Kiraze- SOLMAZ KAMURAN
"Kiraze", 1492 yılında İspanya'dan kovulan binlerce Seferad yahudisi'nin çileli yaşam mücadelesinden yüzyıllık bir kesit sunuyor. Bu insanların kimi Hollanda'ya, kimi Kuzey Afrika'ya, kimi de II. Beyazid'in daveti üzerine Osmanlı toprakalrına ulaşabilmenin peşindeydiler. Çoğu, daha yola çıkmadan Engizisyon'un acımasız elleriyle ya da yollarda sefalet içinde yok olup gitti. Esther Kira da, ağır zulümlerden geçip İstanbul'a varabilmiş bir Sefarad Yahudisi'nin kızıydı. Kısa zamanda hırsı, zekası ve cazibesiyle, Osmanlı sarayını derinden etkileyen Yahudiler'in en önünde yer almayı başardı. Önce Hürrem Sultan'ın yakın ilgisini kazandı, daha sonra Safiye Sultan'ın akıl hocası, sırdaşı oldu. İktidar, zenginlik ve gücün ne anlama geldiğini biliyordu çünkü. Ama 88 yaşındayken patlayan bir sipahi isyani her şeyin sonu oldu. Bu roman, Sefarad Yahudileri'nin yaşadıklarına ışık tutarken, o dönemde Osmanlı ve Avrupa saraylarının dinsel, siyasal ve toplumsal hayatı nasıl etkileyip kontrol ettiğini sergiliyor ve okuru derinden sarsan, muhteşem bir resim çiziyor. Neler yok ki bu resimde: Sultanların ve kralların gerçek yüzleri... Batı-Doğu, Müslüman-Hıristiyan çekişmeleri, ölümcül entrikalar... İsyanlar, ayaklanmalar, yangınlar ve 1509 büyük İstanbul depremi... Lalalar, cariyeler, odaklılar... Aşk, seks, ensest... ve yönetilenlerin tüyler ürperten kaderleri... "Kiraze", bu konuda bir Türk yazarın kaleminden çıkmış ilk roman...
ek olarak....
Gerçek bir hayat hikayesinden yola çıkılarak yazılan Kiraze, Osmanlı tarihindeki bankerlik sisteminin ve rüşvet olaylarının bilinmeyen yanlarını ortaya çıkarması açısından da ilgi çekici bir roman. 1492 yılında İspanya'dan çıkıp İstanbul'a gelen Esther Kira, sarayla içli dışlı olup dönemin önde gelen bankerlerinden ve sır katiplerinden biri olur. Ancak ilk mali krizde kellesini kurtaramaz.

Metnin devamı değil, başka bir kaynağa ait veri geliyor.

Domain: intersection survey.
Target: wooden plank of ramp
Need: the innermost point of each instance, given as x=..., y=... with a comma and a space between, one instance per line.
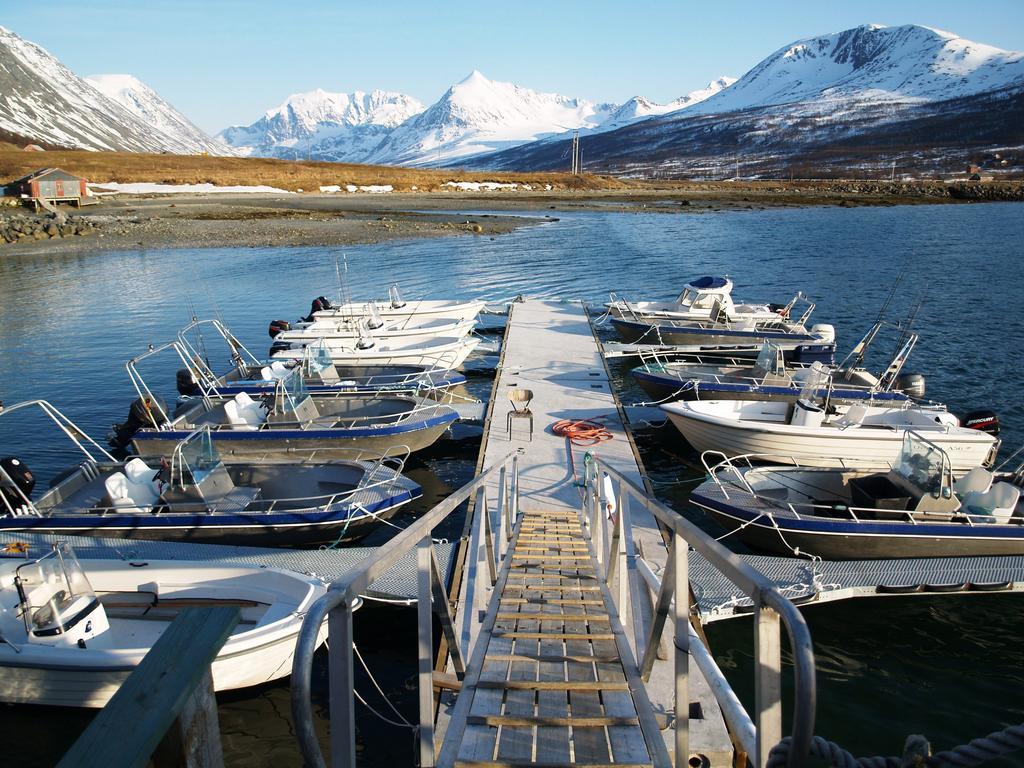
x=546, y=684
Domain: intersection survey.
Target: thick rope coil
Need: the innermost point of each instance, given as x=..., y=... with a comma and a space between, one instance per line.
x=972, y=754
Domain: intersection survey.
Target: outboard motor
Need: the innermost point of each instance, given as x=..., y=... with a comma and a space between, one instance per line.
x=186, y=383
x=279, y=346
x=24, y=480
x=824, y=332
x=912, y=385
x=982, y=420
x=320, y=304
x=142, y=413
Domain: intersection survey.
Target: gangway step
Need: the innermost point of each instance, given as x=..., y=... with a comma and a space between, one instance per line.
x=543, y=721
x=576, y=764
x=551, y=658
x=555, y=636
x=553, y=617
x=553, y=684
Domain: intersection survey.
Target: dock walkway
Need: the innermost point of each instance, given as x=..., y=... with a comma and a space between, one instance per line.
x=558, y=690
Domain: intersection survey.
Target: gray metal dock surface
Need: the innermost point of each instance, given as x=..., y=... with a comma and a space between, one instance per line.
x=550, y=349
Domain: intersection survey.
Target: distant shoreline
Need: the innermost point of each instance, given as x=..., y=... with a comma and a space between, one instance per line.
x=236, y=220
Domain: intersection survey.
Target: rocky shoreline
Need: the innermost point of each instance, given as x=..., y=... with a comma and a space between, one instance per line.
x=232, y=220
x=18, y=226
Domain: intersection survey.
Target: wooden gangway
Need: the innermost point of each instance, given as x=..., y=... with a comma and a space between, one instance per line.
x=569, y=641
x=548, y=683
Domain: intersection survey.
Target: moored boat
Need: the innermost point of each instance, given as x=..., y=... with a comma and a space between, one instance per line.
x=696, y=301
x=193, y=494
x=817, y=432
x=914, y=508
x=771, y=377
x=74, y=630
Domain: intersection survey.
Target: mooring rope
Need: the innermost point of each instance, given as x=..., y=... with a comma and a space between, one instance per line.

"Kiraze" Sadece bir yahudi kadınının hikayesinden ibaret değil... Safiye Valide Sultan'nın sırdaşı, akıl hocası olması onu daha bir gizemli hale getiriyor...

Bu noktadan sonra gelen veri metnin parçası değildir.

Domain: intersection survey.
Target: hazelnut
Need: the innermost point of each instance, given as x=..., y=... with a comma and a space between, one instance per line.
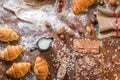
x=80, y=30
x=95, y=13
x=88, y=29
x=59, y=9
x=102, y=2
x=61, y=4
x=47, y=24
x=112, y=2
x=62, y=36
x=71, y=25
x=60, y=30
x=70, y=32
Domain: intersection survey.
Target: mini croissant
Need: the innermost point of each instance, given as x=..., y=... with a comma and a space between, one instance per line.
x=7, y=34
x=18, y=70
x=11, y=52
x=80, y=5
x=41, y=68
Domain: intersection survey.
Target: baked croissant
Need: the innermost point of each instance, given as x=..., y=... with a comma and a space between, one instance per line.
x=80, y=5
x=11, y=52
x=18, y=70
x=7, y=34
x=41, y=68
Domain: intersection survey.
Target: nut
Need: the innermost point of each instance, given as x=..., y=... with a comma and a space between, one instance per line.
x=102, y=2
x=62, y=36
x=59, y=9
x=80, y=30
x=88, y=29
x=70, y=32
x=60, y=30
x=71, y=25
x=47, y=24
x=95, y=13
x=112, y=2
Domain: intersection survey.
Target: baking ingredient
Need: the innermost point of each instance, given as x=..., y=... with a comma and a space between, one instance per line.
x=60, y=30
x=7, y=34
x=41, y=68
x=18, y=70
x=11, y=52
x=88, y=29
x=47, y=24
x=81, y=5
x=70, y=32
x=112, y=2
x=44, y=43
x=86, y=46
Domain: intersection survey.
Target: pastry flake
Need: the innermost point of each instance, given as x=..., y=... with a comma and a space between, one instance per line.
x=18, y=70
x=7, y=34
x=11, y=52
x=41, y=68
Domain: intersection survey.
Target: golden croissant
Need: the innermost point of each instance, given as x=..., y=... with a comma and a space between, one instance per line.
x=11, y=52
x=81, y=5
x=18, y=70
x=7, y=34
x=41, y=68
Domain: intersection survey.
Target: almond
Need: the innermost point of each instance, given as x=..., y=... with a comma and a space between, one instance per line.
x=60, y=30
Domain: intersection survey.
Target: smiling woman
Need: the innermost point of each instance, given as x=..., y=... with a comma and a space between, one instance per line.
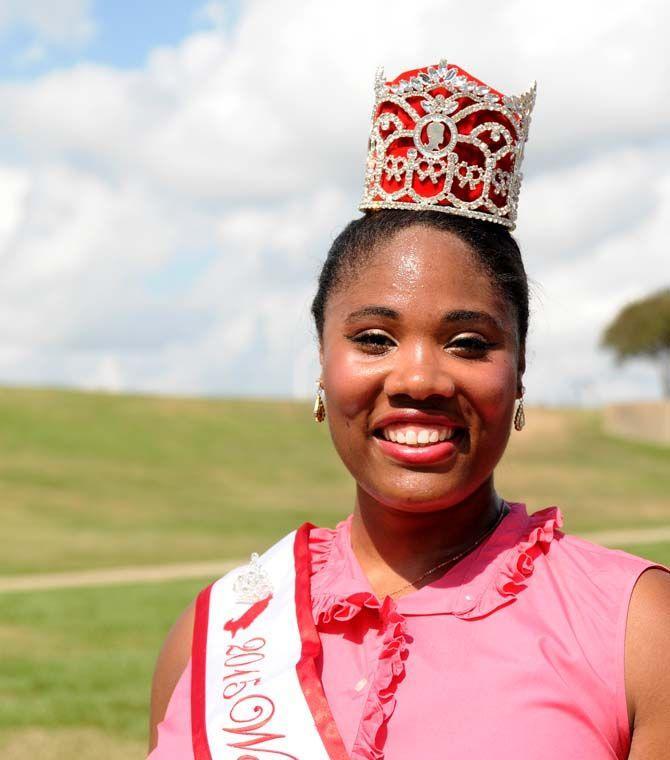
x=438, y=619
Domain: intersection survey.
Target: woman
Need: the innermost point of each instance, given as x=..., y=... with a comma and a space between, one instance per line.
x=437, y=620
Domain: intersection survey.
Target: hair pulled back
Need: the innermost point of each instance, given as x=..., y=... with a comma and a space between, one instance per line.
x=492, y=245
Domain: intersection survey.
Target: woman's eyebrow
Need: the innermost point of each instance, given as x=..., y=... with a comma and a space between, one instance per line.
x=456, y=315
x=372, y=311
x=465, y=315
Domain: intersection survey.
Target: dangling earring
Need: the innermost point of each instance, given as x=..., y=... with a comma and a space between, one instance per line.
x=520, y=416
x=319, y=407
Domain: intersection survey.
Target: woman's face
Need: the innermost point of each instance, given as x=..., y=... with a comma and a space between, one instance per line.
x=421, y=369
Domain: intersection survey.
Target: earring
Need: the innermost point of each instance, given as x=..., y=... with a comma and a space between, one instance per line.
x=319, y=407
x=520, y=416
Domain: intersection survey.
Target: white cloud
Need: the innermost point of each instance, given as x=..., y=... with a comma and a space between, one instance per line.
x=224, y=167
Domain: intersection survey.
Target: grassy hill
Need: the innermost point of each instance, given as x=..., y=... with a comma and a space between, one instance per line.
x=91, y=480
x=95, y=480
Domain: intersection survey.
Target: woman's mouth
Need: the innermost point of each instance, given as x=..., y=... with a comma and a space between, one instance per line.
x=418, y=444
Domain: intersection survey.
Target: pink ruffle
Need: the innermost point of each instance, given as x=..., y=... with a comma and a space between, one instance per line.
x=390, y=671
x=506, y=577
x=517, y=565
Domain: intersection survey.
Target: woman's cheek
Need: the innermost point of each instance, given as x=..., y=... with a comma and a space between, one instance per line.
x=492, y=391
x=351, y=384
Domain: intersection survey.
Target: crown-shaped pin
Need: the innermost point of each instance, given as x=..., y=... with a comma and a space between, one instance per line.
x=253, y=584
x=445, y=141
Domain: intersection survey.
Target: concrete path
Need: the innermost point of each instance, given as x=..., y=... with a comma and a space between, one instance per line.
x=205, y=570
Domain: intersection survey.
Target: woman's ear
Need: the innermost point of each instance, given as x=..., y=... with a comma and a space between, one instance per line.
x=521, y=368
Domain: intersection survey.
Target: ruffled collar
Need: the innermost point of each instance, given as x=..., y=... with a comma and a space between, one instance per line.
x=485, y=580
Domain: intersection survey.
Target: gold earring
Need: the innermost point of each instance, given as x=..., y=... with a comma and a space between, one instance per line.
x=319, y=407
x=520, y=416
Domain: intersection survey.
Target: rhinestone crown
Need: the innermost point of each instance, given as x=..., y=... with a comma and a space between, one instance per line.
x=442, y=140
x=254, y=583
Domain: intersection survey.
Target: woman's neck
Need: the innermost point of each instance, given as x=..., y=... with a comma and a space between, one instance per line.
x=395, y=547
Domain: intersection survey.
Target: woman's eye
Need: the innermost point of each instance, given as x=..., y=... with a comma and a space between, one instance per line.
x=373, y=342
x=471, y=344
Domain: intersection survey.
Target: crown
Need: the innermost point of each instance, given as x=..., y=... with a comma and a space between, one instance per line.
x=442, y=140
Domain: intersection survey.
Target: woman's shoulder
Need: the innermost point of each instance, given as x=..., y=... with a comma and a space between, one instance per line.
x=171, y=664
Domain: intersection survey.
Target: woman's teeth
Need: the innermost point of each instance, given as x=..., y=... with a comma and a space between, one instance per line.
x=415, y=436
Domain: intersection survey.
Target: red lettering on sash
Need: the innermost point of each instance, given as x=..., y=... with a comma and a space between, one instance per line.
x=260, y=711
x=246, y=619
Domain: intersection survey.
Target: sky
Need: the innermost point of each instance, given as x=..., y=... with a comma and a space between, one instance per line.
x=172, y=175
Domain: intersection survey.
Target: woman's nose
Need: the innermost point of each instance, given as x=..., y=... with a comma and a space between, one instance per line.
x=419, y=371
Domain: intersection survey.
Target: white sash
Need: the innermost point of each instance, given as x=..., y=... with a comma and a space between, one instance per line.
x=255, y=691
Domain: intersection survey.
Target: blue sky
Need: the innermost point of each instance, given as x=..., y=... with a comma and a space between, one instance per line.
x=172, y=174
x=123, y=34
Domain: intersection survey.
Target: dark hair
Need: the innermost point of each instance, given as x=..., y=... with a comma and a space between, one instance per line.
x=493, y=246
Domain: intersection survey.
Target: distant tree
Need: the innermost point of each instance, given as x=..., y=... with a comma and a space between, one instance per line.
x=642, y=330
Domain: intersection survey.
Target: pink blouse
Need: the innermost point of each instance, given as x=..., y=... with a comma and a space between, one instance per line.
x=518, y=650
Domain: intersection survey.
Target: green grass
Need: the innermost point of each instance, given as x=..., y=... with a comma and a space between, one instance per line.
x=95, y=480
x=84, y=657
x=91, y=480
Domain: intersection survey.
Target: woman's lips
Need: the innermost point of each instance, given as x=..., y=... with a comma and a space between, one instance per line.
x=429, y=454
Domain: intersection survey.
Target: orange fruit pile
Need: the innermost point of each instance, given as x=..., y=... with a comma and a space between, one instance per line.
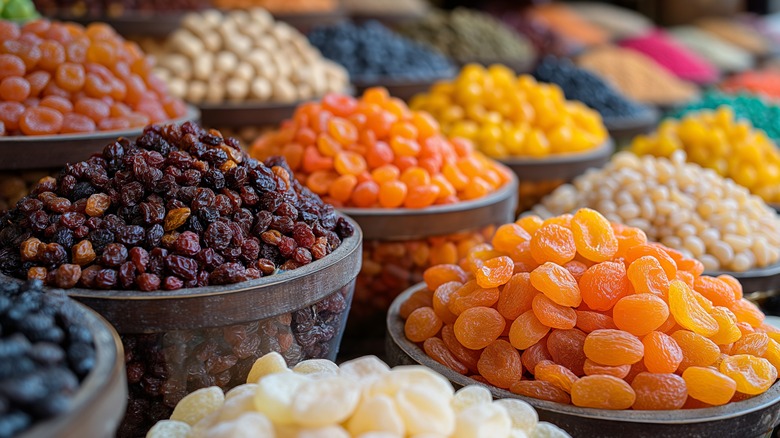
x=579, y=310
x=58, y=78
x=375, y=152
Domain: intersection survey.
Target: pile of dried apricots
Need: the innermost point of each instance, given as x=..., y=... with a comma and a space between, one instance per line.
x=375, y=152
x=59, y=78
x=575, y=309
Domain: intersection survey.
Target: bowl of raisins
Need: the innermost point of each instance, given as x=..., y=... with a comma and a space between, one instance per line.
x=63, y=371
x=745, y=416
x=202, y=258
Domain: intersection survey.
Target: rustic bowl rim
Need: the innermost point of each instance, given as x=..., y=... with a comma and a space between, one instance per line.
x=681, y=416
x=348, y=246
x=507, y=190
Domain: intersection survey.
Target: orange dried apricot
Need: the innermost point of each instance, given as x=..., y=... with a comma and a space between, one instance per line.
x=602, y=392
x=500, y=364
x=594, y=237
x=662, y=354
x=753, y=375
x=659, y=391
x=613, y=347
x=422, y=324
x=604, y=284
x=640, y=314
x=477, y=327
x=553, y=243
x=709, y=386
x=557, y=283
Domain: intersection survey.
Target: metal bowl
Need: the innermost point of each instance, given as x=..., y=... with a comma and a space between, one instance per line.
x=560, y=166
x=55, y=151
x=752, y=418
x=100, y=402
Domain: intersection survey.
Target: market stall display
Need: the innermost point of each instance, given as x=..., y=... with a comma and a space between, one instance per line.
x=61, y=366
x=683, y=206
x=765, y=83
x=727, y=57
x=617, y=21
x=515, y=119
x=364, y=50
x=761, y=113
x=565, y=22
x=638, y=76
x=397, y=401
x=682, y=62
x=562, y=291
x=739, y=34
x=60, y=78
x=467, y=36
x=622, y=116
x=421, y=198
x=718, y=141
x=184, y=208
x=242, y=67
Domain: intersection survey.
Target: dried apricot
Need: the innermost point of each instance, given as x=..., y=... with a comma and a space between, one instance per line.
x=422, y=324
x=557, y=283
x=604, y=284
x=708, y=385
x=688, y=311
x=478, y=327
x=613, y=347
x=602, y=392
x=659, y=391
x=526, y=330
x=753, y=375
x=594, y=237
x=553, y=243
x=640, y=314
x=697, y=350
x=558, y=375
x=500, y=364
x=662, y=354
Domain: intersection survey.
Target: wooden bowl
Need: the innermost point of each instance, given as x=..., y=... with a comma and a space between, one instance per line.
x=212, y=335
x=55, y=151
x=99, y=403
x=752, y=418
x=560, y=166
x=389, y=224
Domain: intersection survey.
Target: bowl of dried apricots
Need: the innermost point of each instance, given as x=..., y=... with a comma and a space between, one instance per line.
x=420, y=197
x=68, y=89
x=603, y=332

Solmaz Kâmuran'a göre aslında Kirâze romanının kahramanı ne Kirâze, ne de başka birisi, bu romanın bir baş kahramanı yok. İç içe geçmiş örgüler içinde ilerleyen roman sık sık Kirâze'nin hikayesine dönüşler yapsa da önemli bir ölçüde 16. yy. Osmanlısını ve Avrupası'nı anlatıyor; İngiltere sarayındaki taht kavgalarından Vatikan'daki garip ilişkilere, Avrupa'nın büyük şirketi Mendeslere, oradan Osmanlı'yla başı sık sık derde giren Venediklilere kadar 16. yy. dünya tarihinden kesitler görmek mümkün. Kâmuran, Kirâze'ye yalnız bir Yahudi kadının hikayesi olarak bakılamayacağını söylüyor.

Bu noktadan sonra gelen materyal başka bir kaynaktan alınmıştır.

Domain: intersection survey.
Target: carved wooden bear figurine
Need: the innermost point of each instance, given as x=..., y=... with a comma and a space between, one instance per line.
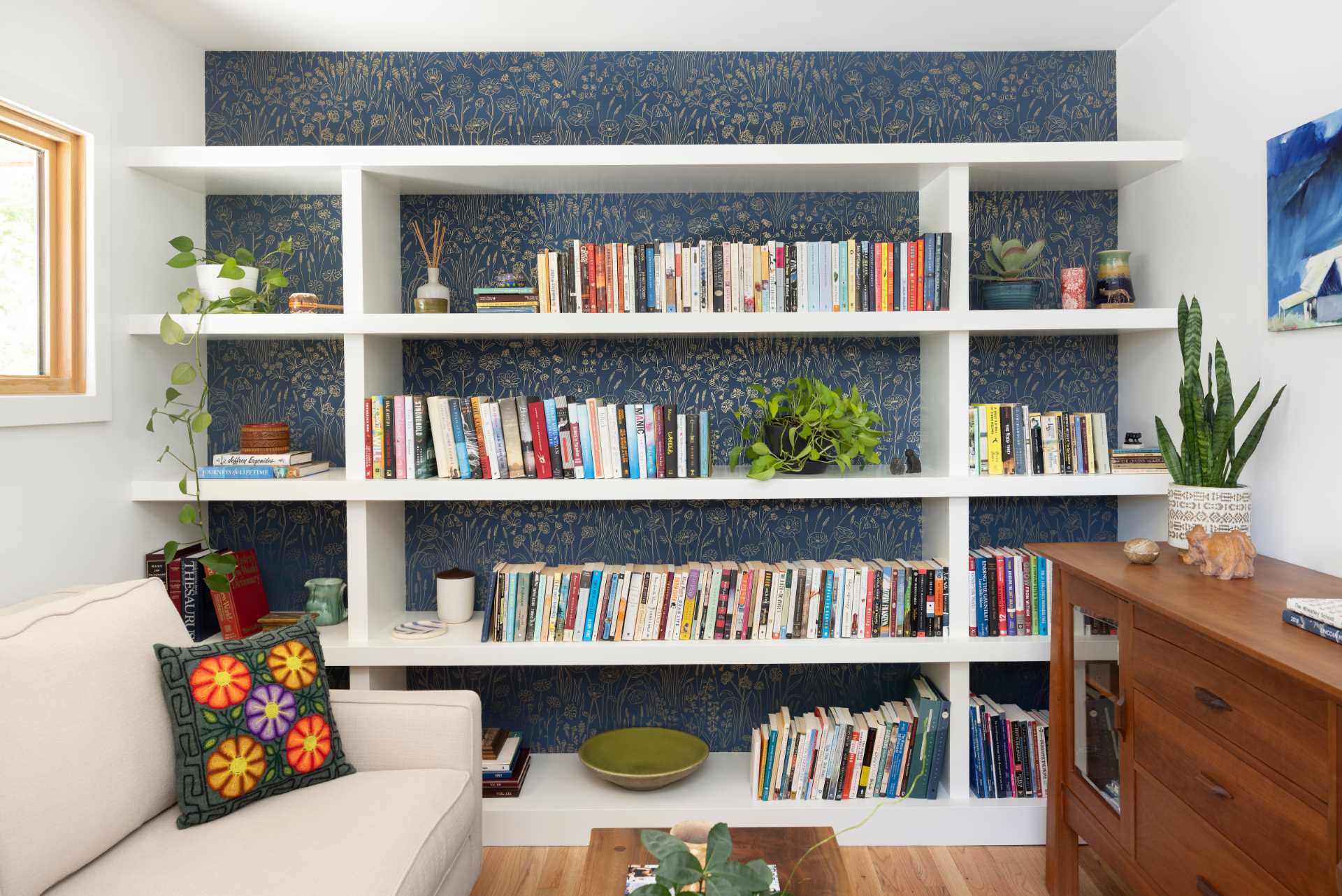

Kirâze'de yazarın kurguladığı bazı karakterler dışında tarihi kişilikler doğru zaman ve mekanda konumlanmışlar. Tarihsel romanın gerçeğe sadık kalmak gibi bir mecburiyeti olmadığını bilmemize rağmen gene de neler gerçek, neler kurgu diye merak ediyoruz: "Kirâze'nin ailesindeki karakterler ve özel yaşantısı kurgu öncelikle. Ama dört tane oğlu olduğu kesin. Bu dört oğlundan üçünün kendisiyle birlikte öldürüldüğü de kesin. Dördüncüsünün de Müslüman olup Aksak Mustafa Çavuş lakabıyla anıldığı da bir gerçek. Mendes de gerçek, zaten Osmanlı tarihinden Mendes müessesesi diye ayrı bir bölüm var. Bir Yahudiye dükalık verildiği de tarihi doğruları yansıtıyor. Nasi ailesinin bugünkü İsrail'in bulunduğu yere kentleşme çabaları ve İspanya'da Yahudi cemaati önderinin İspanya kralına karşı yaptığı konuşma gerçek, kurgu değil".